Abstract:Bitcoin has been subject to illicit activities more often than probably any other financial assets, due to the pseudo-anonymous nature of its transacting entities. An ideal detection model is expected to achieve all the three properties of (I) early detection, (II) good interpretability, and (III) versatility for various illicit activities. However, existing solutions cannot meet all these requirements, as most of them heavily rely on deep learning without satisfying interpretability and are only available for retrospective analysis of a specific illicit type. First, we present asset transfer paths, which aim to describe addresses' early characteristics. Next, with a decision tree based strategy for feature selection and segmentation, we split the entire observation period into different segments and encode each as a segment vector. After clustering all these segment vectors, we get the global status vectors, essentially the basic unit to describe the whole intention.
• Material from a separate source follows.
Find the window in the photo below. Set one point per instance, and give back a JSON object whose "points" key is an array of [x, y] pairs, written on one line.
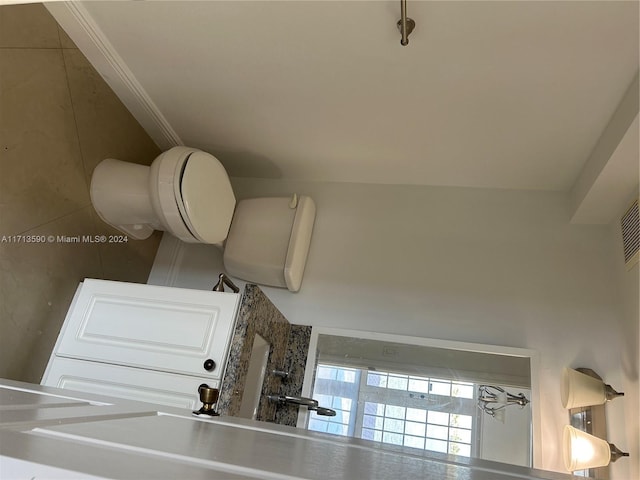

Finally, a hierarchical self-attention predictor predicts the label for the given address in real time. A survival module tells the predictor when to stop and proposes the status sequence, namely intention. % With the type-dependent selection strategy and global status vectors, our model can be applied to detect various illicit activities with strong interpretability. The well-designed predictor and particular loss functions strengthen the model's prediction speed and interpretability one step further. Extensive experiments on three real-world datasets show that our proposed algorithm outperforms state-of-the-art methods. Besides, additional case studies justify our model can not only explain existing illicit patterns but can also find new suspicious characters.